Today’s SCOTUS opinon in Tellabs, Inc. v. Makor Issues & Rights, Ltd., No. 06-484, slip op. (U.S. June 21, 2007), contains a lively exchange between Justices Stevens (in dissent) and Scalia (in concurrence). As usual, I find Justice Scalia’s argument the more logical, eloquent, and persuasive.

Scatevens

Justice Stevens thought Justice Scalia’s concurrence to be “clearly wrong,” explaining:

The meaning of a statute can only be determined on a case by case basis and will, in each case, turn differently on the clarity of the statutory language, its context, and the intent of its drafters. Here, in my judgment, a probable-cause standard is more faithful to the intent of Congress, as expressed in both the specific pleading requirement and the statute as a whole, than the more defendant-friendly interpretation that Justice Scalia prefers. He is clearly wrong in concluding that in divining the meaning of this term, we can merely “read the language for what it says,” and that it is susceptible to only one reading. He argues that we “must be content to give ’strong inference’ its normal meaning,” and yet the “normal meaning” of a term such as “strong inference” is surely in the eye of the beholder.
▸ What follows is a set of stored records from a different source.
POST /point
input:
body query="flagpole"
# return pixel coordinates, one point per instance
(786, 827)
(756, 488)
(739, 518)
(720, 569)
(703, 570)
As the Court’s opinion points out, Courts of Appeals have divided on the meaning of the standard, and today, the Members of this Court have done the same. Although Justice Scalia may disagree with the Court’s reading of the term, he should at least acknowledge that, in this case, the term itself is open to interpretation.
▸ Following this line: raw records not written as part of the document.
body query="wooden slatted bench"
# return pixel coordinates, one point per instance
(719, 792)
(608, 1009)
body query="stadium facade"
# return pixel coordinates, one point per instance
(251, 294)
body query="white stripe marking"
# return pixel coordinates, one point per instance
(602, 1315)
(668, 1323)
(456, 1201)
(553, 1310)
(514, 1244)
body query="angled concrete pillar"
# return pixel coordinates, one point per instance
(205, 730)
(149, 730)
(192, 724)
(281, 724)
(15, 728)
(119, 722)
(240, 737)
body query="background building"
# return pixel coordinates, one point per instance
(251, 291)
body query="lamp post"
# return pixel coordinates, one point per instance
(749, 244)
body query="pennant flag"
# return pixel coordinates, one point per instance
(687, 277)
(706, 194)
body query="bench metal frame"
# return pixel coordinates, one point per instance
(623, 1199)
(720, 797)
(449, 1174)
Id. at 2 n.1 (Stevens, J., dissenting).

Justice Scalia, meanwhile, takes his longtime colleague’s logic to task:

The Court and the dissent criticize me for suggesting that there is only one reading of the text. They are both mistaken. I assert only that mine is the natural reading of the statute (i.e., the normal reading), not that it is the only conceivable one. The Court has no standing to object to this approach, since it concludes that, in another respect, the statute admits of only one natural reading, namely, that competing inferences must be weighed because the strong-inference requirement “is inherently comparative.” As for the dissent, it asserts that the statute cannot possibly have a natural and discernible meaning, since “courts of appeals” and “Members of this Court” have divided over the question. It was just weeks ago, however, that the author of the dissent, joined by the author of today’s opinion for the Court, concluded that a statute’s meaning was “plain,” even though the Courts of Appeals and Members of this Court divided over the question. Was plain meaning then, as the dissent claims it is today, “in the eye of the beholder”?

Id. at 3-4 (Scalia, J., concurring).

Of interest perhaps only to me, both Justices refer to the “Courts of Appeals” instead of the “Courts of Appeal.” I guess when you’re SCOTUS, you can phrase things however you wish.

One last aside, do you realize that Justice Stevens was nominated by President Ford, and was born in 1920 before the Great Depression?